Think these dark beers are all the same? Think again.
Going by chronological order, let’s start with porter. First brewed in London in the 18th century, this beer gets its name from the porters who ferried goods around the city. Unlike most beers of its time that required a little extra barrel-ageing in the pub, the porter was designed to be ready to drink from the moment it arrived. A working-class brew through and through, its hallmark features are its dark colour and slightly sweet, malty flavour, which it gets from the use of roasted malts and brown barley.
Over the next 100 years, however, successive booze taxes and grain shortages in England drove the average alcohol content of the porter down from around 7% to as low as 4%, opening the door for a little bit of creative accounting and, eventually, its successor – stout.
By the late 1800s, with the roaring popularity of porter showing no signs of slowing down despite the dwindling ABV, brewers began experimenting with new ways to produce a stronger beer. Labelled as ‘Single Stout Porter’, these were the prototype for what we now call just ‘stout’.

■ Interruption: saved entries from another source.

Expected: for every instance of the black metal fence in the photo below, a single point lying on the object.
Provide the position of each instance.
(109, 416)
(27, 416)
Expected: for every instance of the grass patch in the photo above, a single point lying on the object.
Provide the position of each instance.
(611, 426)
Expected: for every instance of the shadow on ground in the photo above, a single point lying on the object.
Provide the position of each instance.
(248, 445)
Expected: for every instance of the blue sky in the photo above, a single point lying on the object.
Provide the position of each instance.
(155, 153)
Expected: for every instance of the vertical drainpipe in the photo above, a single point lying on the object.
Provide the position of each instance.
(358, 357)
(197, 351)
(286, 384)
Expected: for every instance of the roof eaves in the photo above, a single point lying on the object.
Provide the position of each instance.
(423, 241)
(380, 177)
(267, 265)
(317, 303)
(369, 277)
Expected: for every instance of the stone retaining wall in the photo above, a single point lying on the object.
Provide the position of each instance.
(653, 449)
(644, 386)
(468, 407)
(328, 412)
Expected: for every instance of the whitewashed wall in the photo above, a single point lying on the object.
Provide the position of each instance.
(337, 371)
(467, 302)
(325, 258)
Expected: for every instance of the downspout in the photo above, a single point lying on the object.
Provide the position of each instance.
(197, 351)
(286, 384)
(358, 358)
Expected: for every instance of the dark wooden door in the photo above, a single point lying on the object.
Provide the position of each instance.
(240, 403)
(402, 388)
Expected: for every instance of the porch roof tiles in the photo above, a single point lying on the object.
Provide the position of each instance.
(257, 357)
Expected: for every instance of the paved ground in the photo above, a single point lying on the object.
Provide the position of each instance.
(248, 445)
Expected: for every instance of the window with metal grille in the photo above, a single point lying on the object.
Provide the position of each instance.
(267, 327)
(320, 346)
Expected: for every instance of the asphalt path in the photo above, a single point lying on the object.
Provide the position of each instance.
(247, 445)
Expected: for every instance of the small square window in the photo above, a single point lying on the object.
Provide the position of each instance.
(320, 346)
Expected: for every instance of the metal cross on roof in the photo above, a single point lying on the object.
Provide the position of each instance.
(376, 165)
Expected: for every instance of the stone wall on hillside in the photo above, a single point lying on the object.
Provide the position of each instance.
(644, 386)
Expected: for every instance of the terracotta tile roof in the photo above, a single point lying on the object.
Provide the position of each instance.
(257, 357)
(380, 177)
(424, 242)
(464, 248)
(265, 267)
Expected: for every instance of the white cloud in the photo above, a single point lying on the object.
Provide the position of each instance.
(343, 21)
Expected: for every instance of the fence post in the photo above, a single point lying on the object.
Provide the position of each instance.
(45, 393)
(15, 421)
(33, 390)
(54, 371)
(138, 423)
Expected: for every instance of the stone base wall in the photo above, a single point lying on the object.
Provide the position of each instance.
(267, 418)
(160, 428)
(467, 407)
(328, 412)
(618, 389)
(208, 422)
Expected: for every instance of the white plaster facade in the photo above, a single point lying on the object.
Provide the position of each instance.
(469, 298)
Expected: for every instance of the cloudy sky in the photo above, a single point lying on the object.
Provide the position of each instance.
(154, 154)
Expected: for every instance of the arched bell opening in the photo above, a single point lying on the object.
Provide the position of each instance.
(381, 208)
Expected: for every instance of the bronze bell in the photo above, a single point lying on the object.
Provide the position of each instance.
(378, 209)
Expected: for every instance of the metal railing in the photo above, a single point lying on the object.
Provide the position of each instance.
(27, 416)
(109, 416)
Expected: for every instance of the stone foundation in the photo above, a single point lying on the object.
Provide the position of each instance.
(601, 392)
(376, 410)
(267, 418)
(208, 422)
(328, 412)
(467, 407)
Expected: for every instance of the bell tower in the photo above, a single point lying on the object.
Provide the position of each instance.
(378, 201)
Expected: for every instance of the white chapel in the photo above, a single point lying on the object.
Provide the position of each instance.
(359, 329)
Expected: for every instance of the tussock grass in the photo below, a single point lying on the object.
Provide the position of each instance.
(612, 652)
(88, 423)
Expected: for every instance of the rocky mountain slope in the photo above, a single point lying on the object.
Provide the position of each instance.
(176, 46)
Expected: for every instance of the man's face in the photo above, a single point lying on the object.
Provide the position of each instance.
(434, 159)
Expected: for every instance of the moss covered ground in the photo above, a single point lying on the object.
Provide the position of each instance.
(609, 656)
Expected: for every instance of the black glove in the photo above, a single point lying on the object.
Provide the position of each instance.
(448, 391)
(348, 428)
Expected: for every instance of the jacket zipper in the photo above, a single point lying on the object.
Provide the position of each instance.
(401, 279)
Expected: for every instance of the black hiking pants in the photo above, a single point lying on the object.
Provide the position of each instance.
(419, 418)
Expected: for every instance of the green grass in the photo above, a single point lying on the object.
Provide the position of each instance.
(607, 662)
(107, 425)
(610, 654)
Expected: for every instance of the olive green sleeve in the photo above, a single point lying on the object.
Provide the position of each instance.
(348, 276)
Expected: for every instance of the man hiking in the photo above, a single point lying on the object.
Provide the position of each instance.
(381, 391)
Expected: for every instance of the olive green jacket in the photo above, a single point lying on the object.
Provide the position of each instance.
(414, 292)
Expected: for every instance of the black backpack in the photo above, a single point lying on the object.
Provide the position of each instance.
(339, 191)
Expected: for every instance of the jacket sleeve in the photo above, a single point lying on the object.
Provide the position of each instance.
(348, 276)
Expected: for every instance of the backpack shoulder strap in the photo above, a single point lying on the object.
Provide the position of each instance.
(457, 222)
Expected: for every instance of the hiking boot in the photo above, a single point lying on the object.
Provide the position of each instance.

Over in Ireland, which was less affected by grain shortages, one Arthur Guinness identified a clever loophole in the tax law, which he exploited to great success. As legend has it, Arthur discovered that brewing stronger beers with unmalted and roasted barley would earn him a worthwhile tax concession. The rest, as they say, is history.
Today, porter and stout happily coexist. With an entwined yet divergent history, the differences between them remain slight yet significant all the same. Modern porter is still made with brown barley and typically sweeter and milder than stout, with a smooth and creamy mouthfeel. It has a slightly bitter finish but retains a certain ‘sessionable’ quality.
Stout, on the other hand, remains unmalted and employs roasted barley (but no brown barley, unlike porter) to achieve a more bitter and robust character, with a bold and complex flavour profile.